Small Residue Substitutions at Cardiac Troponin I Ser43/Ser45 Produce Distinct Functional Responses

Abstract

Our current studies examine the modulatory role of the protein kinase C (PKC)-targeted Ser 43/45 cluster in cardiac troponin I (cTnI). Previously, gene transfer and sarcomeric replacement of endogenous cTnI with phospho-mimetic Asp substitutions at Ser43/Ser45 significantly reduced the peak amplitude and transiently decreased the rate of shortening. Myocytes expressing cTnISer43/45Asp developed an accelerated time to 75% re-lengthening and Ca2+ decay rate.
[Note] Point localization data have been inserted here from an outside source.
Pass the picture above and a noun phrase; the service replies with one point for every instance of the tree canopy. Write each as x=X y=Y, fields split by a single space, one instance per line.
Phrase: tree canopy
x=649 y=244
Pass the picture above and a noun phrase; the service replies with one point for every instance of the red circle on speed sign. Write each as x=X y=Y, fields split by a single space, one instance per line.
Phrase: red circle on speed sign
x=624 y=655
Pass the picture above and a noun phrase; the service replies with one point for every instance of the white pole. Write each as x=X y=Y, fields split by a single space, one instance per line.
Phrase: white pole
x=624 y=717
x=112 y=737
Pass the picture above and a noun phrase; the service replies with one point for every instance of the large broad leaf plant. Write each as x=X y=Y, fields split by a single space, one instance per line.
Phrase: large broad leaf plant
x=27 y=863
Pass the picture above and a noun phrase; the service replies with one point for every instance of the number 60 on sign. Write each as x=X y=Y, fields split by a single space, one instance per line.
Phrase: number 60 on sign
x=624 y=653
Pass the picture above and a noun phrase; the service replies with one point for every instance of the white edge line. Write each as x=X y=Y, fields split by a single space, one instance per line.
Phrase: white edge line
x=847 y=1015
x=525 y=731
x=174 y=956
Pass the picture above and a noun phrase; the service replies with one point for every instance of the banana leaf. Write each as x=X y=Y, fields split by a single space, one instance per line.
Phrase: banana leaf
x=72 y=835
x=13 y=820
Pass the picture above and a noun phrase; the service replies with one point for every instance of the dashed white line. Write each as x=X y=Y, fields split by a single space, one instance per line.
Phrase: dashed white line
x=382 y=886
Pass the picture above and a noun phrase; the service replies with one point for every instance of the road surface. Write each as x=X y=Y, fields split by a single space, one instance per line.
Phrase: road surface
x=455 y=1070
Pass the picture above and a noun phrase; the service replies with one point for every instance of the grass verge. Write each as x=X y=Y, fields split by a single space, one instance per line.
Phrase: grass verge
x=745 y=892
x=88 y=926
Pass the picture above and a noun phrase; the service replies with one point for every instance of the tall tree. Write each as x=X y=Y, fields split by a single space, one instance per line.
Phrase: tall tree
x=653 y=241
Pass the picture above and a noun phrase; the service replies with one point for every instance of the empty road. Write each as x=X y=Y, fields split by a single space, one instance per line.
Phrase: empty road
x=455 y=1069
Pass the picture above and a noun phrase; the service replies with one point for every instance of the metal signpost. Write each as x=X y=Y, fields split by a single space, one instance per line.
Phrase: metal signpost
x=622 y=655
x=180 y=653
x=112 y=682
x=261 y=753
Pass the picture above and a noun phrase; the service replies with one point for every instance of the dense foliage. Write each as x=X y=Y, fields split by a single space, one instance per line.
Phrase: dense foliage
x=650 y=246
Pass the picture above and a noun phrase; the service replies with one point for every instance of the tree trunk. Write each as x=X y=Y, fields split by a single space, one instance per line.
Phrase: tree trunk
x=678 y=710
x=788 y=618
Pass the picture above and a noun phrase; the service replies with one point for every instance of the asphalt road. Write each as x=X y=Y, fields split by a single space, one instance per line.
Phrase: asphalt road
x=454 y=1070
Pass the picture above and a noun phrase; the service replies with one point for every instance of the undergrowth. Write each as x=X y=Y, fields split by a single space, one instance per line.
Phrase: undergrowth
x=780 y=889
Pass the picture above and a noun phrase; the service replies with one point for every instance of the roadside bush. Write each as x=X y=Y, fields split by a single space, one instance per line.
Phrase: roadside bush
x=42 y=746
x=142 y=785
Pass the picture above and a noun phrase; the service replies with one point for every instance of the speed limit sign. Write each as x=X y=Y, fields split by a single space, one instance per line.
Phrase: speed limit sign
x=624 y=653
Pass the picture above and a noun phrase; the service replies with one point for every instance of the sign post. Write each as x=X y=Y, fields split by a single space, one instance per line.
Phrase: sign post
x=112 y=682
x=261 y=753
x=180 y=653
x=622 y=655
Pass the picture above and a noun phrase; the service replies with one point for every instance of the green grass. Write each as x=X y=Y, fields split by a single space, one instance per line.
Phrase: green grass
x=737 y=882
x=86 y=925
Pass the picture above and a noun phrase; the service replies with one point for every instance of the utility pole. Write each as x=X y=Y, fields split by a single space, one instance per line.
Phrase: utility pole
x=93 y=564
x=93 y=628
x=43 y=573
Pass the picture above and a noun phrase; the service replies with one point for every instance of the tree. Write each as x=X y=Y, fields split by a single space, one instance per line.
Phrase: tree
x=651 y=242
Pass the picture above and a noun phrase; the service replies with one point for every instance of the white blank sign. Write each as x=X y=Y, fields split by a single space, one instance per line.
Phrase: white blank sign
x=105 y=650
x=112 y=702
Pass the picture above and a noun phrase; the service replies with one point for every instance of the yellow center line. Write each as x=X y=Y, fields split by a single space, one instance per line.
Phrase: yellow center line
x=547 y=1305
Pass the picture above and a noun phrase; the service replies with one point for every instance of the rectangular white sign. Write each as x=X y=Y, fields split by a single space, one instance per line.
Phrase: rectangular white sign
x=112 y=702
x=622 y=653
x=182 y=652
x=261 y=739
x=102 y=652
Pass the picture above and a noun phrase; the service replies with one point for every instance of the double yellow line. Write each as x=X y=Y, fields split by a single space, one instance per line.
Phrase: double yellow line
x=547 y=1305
In the current study, we tested whether cTnISer43/45 substitution with Ala would prevent the peak amplitude and shortening rate changes observed with cTnISer43/45Asp. Western blot and immunohistochemistry confirmed that cTnISer43/45Ala gene transfer in adult rat myocytes produced a time-dependent replacement of endogenous cTnI and sarcomeric expression of this cTnI substitution. Unexpectedly, the amplitude and rate of peak shortening in myocytes expressing cTnISer43/45Ala fell between values observed in myocytes expressing endogenous cTnI and cTnISer43/45Asp. These results indicate that additional amino acid properties may be functionally important for these cTnI residues. Next, a cTnISer43/45Asn construct was utilized to test whether polar residues such as Asn serve as a functionally conservative substitution for Ser at these positions. The temporal increase in endogenous cTnI replacement with cTnISer43/45Asn was comparable to cTnISer43/45Ala based on Western analysis and immunohistochemical labeling of myocytes. In ongoing studies, peak shortening amplitude and rate are comparable to controls in myocytes expressing cTnISer43/45Asn, unlike cTnISer43/45Ala. At present, these recent results support the idea that properties other than residue size at Ser43/45 may be important for mimicking the basal shortening phenotype.